Emsal Mahkeme Kararı İstanbul Bölge Adliye Mahkemesi 12. Hukuk Dairesi 2018/2494 E. 2021/206 K. 16.02.2021 T.

Görüntülediğiniz mahkeme kararı henüz kesinleşmemiştir. Yararlı olması amacıyla eklenmiştir.

T.C.
İSTANBUL
BÖLGE ADLİYE MAHKEMESİ
12. HUKUK DAİRESİ
DOSYA NO: 2018/2494
KARAR NO: 2021/206
T Ü R K M İ L L E T İ A D I N A
İ S T İ N A F K A R A R I
İNCELENEN KARARIN
MAHKEMESİ: İSTANBUL ANADOLU 5. ASLİYE TİCARET MAHKEMESİ
TARİHİ: 16/05/2018
NUMARASI: 2014/552 Esas – 2018/511 Karar
DAVA: Tazminat
İSTİNAF KARAR TARİHİ: 16/02/2021
Davanın kısmen kabul-reddine ilişkin hükmün davacı vekili tarafından istinaf edilmesi üzerine düzenlenen rapor ve dosya kapsamı incelenip gereği görüşülüp düşünüldü;
DAVA : Davacı vekili dava dilekçesinde; Kadıköy … İcra Müdürlüğü’nün … ve … esas sayılı dosyaları ile borçlu şirket hakkında yapılan icra takibinde davalı bankaya haciz yazısı gönderilerek borcun tamamen kapanmasına ve bu durumun bildirilmesine kadar borçlunun hesabındaki paralara bloke konmasına ilişkin kararının tebliğ edildiğini, davalının borçlunun hesabına bloke konulduğunu bilmesine rağmen ceza dosyasına getirtilen hesap dökümlerinden davalının bloke konulduğu yazısını bildirmesinden sonra borçlunun hesabından üçüncü kişilere toplam 519.550-TL tutarında mevduatın aktarıldığının belirlendiğini, davalı bankanın kusurlu işlem ve eylemleri sonucunda davacının alacağına kavuşmasının hukuka aykırı bir biçimde engellendiğini belirterek, 450.000-TL’lik davacı zararının haksız fiilin gerçekleştiği tarihten itibaren işleyecek ticari faizi ile birlikte davalıdan tahsiline karar verilmesini talep etmiştir.

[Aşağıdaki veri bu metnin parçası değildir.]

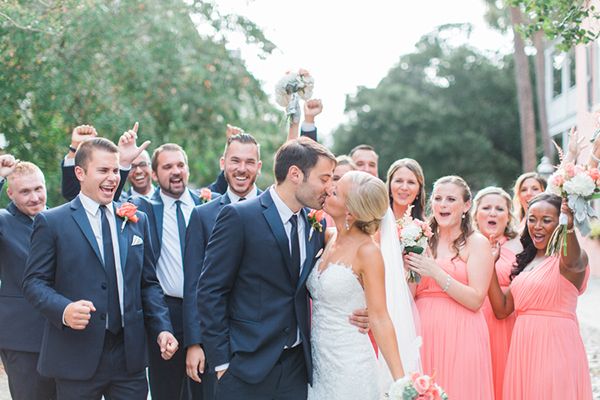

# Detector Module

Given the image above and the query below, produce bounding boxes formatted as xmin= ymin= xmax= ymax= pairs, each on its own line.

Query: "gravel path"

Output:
xmin=0 ymin=277 xmax=600 ymax=400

CEVAP: Davalı vekili cevap dilekçesinde; davaya konu alacağın zaman aşımına uğradığını, haciz yazılarının 28/07/2010 tarihinde müvekkili bankanın Sahrayıcedid şubesine tebliğ edildiğini, yazıya yasal süre içinde cevap verilerek haciz tatbik imkanının bulunmadığının bildirildiğini, üçüncü kişinin sorumluluğunun haciz müzekkeresinin ulaştığı tarihteki mevcut durumla sınırlı olup ileride doğmuş ve doğacak muhtemel hak ve alacaklar bakımından haciz uygulanmasının mümkün bulunmadığını bildirmiş, davanın reddine karar verilmesini talep etmiştir.
İLK DERECE MAHKEMESİ KARARI: Mahkemece; borçlu şirketin haciz müzekkeresinin davalı bankaya tebliğ edildiği 28/07/2010 tarihinde TL hesabında 43.438,36-TL ve döviz hesabında 3.435,91-euro bulunmasına rağmen davalı banka tarafından verilen cevapta TL hesabında 11.756,82-TL, döviz hesabında 2.078,04-euro bulunduğunun bildirildiği, buna göre davacı tarafın eksik bildirim nedeniyle alacağına kavuşamadığı ve davalı bankanın eksik bildirilen miktar yönünden davacıya karşı sorumlu olduğu, haciz müzekkeresinin tebliğ tarihinde eksik bildirilen 2.078,04–euronun 4.062,57-TL olduğu, eksik bildirilen 31.681,54-TL ile birlikte toplam her iki hesap için eksik bildirimin 35.744,11-TL olduğu, davacının davalıdan eksik bildirim karşılığı 35.744,11-TL yi talep hakkı bulunduğu gerekçesiyle bu miktar yönünden davanın kısmen kabulüne, davacının fazlaya ilişkin( 414.255,89- TL) isteminin reddine,28/10/2010 tarihinden itibaren avans faizi işletilerek davalıdan tahsiline karar verilmiştir.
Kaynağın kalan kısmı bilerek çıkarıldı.